Design for Care: Innovating Healthcare Experience
Rosenfeld Media, May 2013 Foreword by Dr. John Halamka
Design for Care brings methods and practices found effective across healthcare contexts to designers in all situations, illustrated by current cases & design research. We aim to inform information, service, & system designers to make a positive difference in healthcare.
Healthcare and self-care practices are changing, rapidly. Each health sector has a different view of patient or user activity, but in so many cases there is no “user” to design for. Instead, we are all health seekers. The personal journey and spectrum of care may be unique to each health seeker. Designers must understand the whole health seeker – our upstream activities, defining moments, and downstream effects, and the services that we touch along the way.
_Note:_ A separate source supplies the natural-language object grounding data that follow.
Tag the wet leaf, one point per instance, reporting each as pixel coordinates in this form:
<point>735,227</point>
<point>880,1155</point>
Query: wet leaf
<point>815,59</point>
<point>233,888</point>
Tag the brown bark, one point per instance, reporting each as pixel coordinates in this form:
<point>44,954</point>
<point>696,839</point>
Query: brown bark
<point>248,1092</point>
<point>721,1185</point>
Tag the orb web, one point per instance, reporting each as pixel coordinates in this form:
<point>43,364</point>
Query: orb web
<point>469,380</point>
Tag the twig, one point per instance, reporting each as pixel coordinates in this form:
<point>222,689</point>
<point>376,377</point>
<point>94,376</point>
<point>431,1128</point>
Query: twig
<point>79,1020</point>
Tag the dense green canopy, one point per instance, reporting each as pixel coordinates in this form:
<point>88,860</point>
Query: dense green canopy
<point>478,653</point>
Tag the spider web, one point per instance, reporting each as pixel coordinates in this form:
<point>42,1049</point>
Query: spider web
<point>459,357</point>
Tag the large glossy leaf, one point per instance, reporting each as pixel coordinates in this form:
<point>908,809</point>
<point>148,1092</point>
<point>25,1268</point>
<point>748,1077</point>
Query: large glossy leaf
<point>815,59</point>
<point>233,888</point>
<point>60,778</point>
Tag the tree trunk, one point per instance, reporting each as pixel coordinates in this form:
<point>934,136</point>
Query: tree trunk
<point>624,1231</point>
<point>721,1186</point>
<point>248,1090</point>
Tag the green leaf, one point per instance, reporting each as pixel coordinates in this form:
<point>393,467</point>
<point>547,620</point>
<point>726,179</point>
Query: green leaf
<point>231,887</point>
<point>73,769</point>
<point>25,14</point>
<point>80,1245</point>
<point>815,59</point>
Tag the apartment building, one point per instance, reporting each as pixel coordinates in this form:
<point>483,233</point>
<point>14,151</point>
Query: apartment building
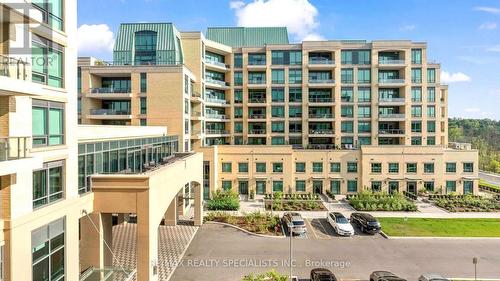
<point>253,89</point>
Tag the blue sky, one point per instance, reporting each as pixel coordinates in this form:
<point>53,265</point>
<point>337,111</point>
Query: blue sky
<point>463,35</point>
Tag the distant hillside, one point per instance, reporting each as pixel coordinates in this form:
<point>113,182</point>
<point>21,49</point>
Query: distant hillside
<point>484,134</point>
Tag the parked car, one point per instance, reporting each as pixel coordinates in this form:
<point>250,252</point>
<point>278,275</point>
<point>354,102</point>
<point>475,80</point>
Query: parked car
<point>322,274</point>
<point>366,222</point>
<point>295,220</point>
<point>340,224</point>
<point>385,276</point>
<point>432,277</point>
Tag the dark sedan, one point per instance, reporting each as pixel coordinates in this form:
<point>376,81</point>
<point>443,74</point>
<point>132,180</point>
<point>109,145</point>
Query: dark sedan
<point>365,222</point>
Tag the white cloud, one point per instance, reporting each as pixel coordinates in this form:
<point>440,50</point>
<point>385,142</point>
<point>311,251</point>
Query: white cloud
<point>488,26</point>
<point>407,27</point>
<point>447,77</point>
<point>95,38</point>
<point>491,10</point>
<point>299,16</point>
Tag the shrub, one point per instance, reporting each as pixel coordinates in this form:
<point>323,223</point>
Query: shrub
<point>224,201</point>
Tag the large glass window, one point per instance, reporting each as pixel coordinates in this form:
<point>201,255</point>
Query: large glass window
<point>47,123</point>
<point>47,62</point>
<point>47,244</point>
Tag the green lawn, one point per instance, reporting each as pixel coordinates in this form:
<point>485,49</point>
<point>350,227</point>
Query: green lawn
<point>441,227</point>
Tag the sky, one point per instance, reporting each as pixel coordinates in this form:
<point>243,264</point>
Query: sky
<point>463,35</point>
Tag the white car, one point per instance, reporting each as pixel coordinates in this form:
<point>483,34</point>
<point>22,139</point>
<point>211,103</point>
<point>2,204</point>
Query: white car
<point>340,224</point>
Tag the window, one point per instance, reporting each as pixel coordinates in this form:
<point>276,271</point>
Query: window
<point>451,186</point>
<point>431,126</point>
<point>429,168</point>
<point>260,167</point>
<point>278,94</point>
<point>429,186</point>
<point>317,167</point>
<point>431,94</point>
<point>48,184</point>
<point>347,76</point>
<point>47,123</point>
<point>144,106</point>
<point>47,244</point>
<point>294,76</point>
<point>352,167</point>
<point>451,167</point>
<point>295,94</point>
<point>238,60</point>
<point>238,78</point>
<point>416,111</point>
<point>431,75</point>
<point>416,126</point>
<point>278,76</point>
<point>416,75</point>
<point>227,167</point>
<point>416,56</point>
<point>47,62</point>
<point>144,83</point>
<point>416,94</point>
<point>431,111</point>
<point>52,12</point>
<point>468,167</point>
<point>226,185</point>
<point>416,140</point>
<point>277,167</point>
<point>335,167</point>
<point>352,186</point>
<point>364,76</point>
<point>364,127</point>
<point>300,186</point>
<point>376,168</point>
<point>300,167</point>
<point>364,94</point>
<point>364,111</point>
<point>277,186</point>
<point>242,167</point>
<point>393,167</point>
<point>411,167</point>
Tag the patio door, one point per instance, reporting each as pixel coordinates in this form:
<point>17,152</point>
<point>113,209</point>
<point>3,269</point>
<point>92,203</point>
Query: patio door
<point>243,187</point>
<point>411,187</point>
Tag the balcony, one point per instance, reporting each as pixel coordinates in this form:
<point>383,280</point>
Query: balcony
<point>391,101</point>
<point>110,114</point>
<point>110,93</point>
<point>210,82</point>
<point>391,116</point>
<point>391,132</point>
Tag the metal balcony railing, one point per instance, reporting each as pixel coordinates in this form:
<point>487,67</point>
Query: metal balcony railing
<point>320,99</point>
<point>391,61</point>
<point>321,61</point>
<point>391,81</point>
<point>12,148</point>
<point>391,132</point>
<point>391,100</point>
<point>320,115</point>
<point>110,90</point>
<point>13,68</point>
<point>109,112</point>
<point>391,115</point>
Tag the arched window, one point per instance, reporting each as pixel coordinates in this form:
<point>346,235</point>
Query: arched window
<point>145,47</point>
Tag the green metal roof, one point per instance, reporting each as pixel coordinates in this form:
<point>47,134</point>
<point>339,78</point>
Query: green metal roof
<point>248,36</point>
<point>168,44</point>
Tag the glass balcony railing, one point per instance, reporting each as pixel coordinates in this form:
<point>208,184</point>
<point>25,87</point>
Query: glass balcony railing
<point>109,112</point>
<point>110,90</point>
<point>12,148</point>
<point>13,68</point>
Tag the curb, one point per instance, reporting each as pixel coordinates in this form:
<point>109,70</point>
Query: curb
<point>244,230</point>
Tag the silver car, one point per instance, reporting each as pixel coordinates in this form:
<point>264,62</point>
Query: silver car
<point>295,221</point>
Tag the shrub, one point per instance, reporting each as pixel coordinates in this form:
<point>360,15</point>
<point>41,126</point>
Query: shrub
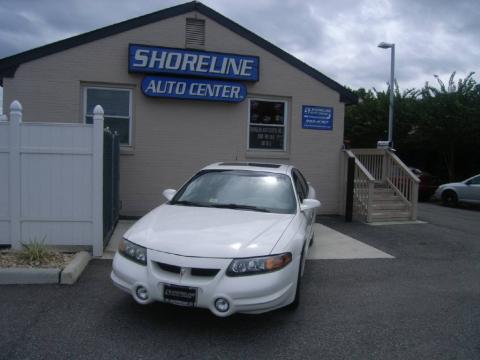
<point>35,252</point>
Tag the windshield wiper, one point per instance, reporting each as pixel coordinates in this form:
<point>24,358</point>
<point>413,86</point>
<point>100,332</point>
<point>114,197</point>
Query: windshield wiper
<point>240,207</point>
<point>189,203</point>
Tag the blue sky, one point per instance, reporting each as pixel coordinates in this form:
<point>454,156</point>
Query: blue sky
<point>338,37</point>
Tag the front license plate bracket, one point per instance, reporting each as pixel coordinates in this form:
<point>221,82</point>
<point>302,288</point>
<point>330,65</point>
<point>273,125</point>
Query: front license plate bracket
<point>180,295</point>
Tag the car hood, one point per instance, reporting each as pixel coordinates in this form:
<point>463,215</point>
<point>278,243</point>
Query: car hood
<point>209,232</point>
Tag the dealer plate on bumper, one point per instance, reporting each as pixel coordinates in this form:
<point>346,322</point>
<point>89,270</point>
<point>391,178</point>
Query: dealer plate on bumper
<point>179,295</point>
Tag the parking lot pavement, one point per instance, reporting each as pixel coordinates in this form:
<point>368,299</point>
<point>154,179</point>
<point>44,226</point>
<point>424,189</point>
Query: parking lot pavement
<point>424,304</point>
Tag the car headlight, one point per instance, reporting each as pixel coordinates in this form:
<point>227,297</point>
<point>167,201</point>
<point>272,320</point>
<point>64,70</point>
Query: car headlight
<point>133,251</point>
<point>258,265</point>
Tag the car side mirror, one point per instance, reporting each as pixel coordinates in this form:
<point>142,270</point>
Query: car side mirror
<point>169,194</point>
<point>308,204</point>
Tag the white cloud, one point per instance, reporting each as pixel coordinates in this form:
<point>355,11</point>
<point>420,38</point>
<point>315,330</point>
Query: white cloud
<point>338,37</point>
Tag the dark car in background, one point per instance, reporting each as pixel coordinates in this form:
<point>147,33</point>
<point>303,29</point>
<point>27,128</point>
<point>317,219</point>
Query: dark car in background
<point>467,191</point>
<point>428,184</point>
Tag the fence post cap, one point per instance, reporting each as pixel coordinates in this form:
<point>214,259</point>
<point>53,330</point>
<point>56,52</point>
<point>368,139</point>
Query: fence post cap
<point>98,110</point>
<point>15,106</point>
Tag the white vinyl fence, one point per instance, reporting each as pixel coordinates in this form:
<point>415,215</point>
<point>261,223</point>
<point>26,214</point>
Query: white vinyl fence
<point>51,184</point>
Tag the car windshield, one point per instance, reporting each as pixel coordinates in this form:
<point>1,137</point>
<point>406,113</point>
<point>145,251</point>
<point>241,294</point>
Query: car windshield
<point>239,189</point>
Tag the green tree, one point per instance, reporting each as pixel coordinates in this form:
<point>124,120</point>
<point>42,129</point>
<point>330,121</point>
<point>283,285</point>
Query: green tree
<point>435,128</point>
<point>449,123</point>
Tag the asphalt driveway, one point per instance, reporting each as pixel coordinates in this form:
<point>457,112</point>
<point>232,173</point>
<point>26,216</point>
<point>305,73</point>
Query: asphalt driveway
<point>425,303</point>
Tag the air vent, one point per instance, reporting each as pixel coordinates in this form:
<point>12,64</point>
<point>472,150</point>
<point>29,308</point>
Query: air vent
<point>195,33</point>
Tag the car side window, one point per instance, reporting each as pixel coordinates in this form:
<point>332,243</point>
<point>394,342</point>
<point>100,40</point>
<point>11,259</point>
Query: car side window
<point>298,185</point>
<point>475,181</point>
<point>303,183</point>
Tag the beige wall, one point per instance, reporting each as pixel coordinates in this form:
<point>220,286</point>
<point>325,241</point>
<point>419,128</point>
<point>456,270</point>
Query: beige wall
<point>174,138</point>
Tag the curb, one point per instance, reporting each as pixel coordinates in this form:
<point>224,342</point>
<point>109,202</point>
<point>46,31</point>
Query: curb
<point>74,269</point>
<point>10,276</point>
<point>69,275</point>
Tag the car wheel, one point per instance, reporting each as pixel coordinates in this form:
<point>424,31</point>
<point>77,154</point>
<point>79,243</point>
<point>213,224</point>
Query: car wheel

Design has an emerging role as a care provider – we have a responsibility to research, redesign, and remediate the touchpoints of care, informed by our understanding and designing for the health seeker.
Design for Care promotes the evolution of design toward full membership in today’s multidisciplinary care teams. Design skills and human research tools expand the possibilities of self care & medical care, community services, clinical informatics and IT.
RSD, Oslo – Design Research for Human-Centred Healthcare
“Peter Jones courageously builds bridges between design methods and medical informatics. Those who follow him across the existing chasm will strengthen the care in healthcare, thereby improving the lives of patients and caregivers.” Ben Shneiderman, University of Maryland
“Healthcare delivery and experience innovation is the new core competency of organizations that will survive the current healthcare transformation. Design for Care is an outstanding addition to current best practice in the field.” Sam Basta, MD, MMM, FACP, CPE, Founder of Healthcare Innovation by Design
Book events: Keynote, Healthcare Infrastructure Summit (April 20, 2015)
We Tried to Warn You: Innovations in Leadership for the Learning Organization
Massive enterprise-level failures happen, providing remarkable opportunities for recovery for organizational innovators. While company-scale failures are perhaps rare, they are foreseeable. But the circumstances of our collective psychological dynamics prevent us from engaging the problems until they occur.
Large-scale failures often result from a cascade of communications problems, reinforced by a style of decision making that rewards the appearance of certainty. The book proposes recovery by enabling a decentralized, lateral leadership network of people working across boundaries to repair, innovate, and create resilient organizational structures.
At the front lines of work a broken strategy is often recognized long before management notices. The people working closest to the customers are able to foresee the potential for disconnects among a company and product’s strategy, design, and user adoption. What we may later call a strategic breakdown was foreseeable and perhaps repairable. Those working with users and customers are able to make sense of direct behavioral observations and connect these to the company’s future prospects.
When an organization creates a new atmosphere that encourages shared, lateral leadership, the separation between front lines and management tends to blur and organizational communication improves, largely by virtue of the network effect and the perceived importance of sensing action occurring in the front lines or work.
While the book presents a case study emerging from the multidisciplinary field now known as user experience design (UX), a similar story could be told about the development and diffusion of other knowledge-based practices organizations.
A core theme of We Tried to Warn You is that knowledge must be located, translated, and mobilized from the front lines back to the business in creative communications, informing product strategy and innovation. The user experience group permits a perfect case study, as in many companies it has now become a primary conduit for understanding “real users” and their needs in current organizations worldwide. The user experience group is also involved throughout all phases of product innovation, from user research, to product concept design, to final design and user testing.
Team Design: A Practitioner’s Guide to Collaborative Innovation
Originally published by McGraw-Hill, and revised in 2002, Team Design is a comprehensive and novel integration of facilitated and collaborative design practices used over the last two decades. Written before the current era of open facilitation (barcamps, cafes) the book builds on the prior era of outcome-oriented innovation methods. Team Design’s methods integrated participatory design, rapid application design, and structured processes for high-performance facilitation.
Team Design gives system designers, team facilitators, project managers, and process analysts a facilitation consulting toolkit in one handbook. A comprehensive guide to collaboration in software product development for best-practice processes and products.
Formats and methods are provided for team workshops, based on organization, business, project type, desired end result, and lifecycle phase.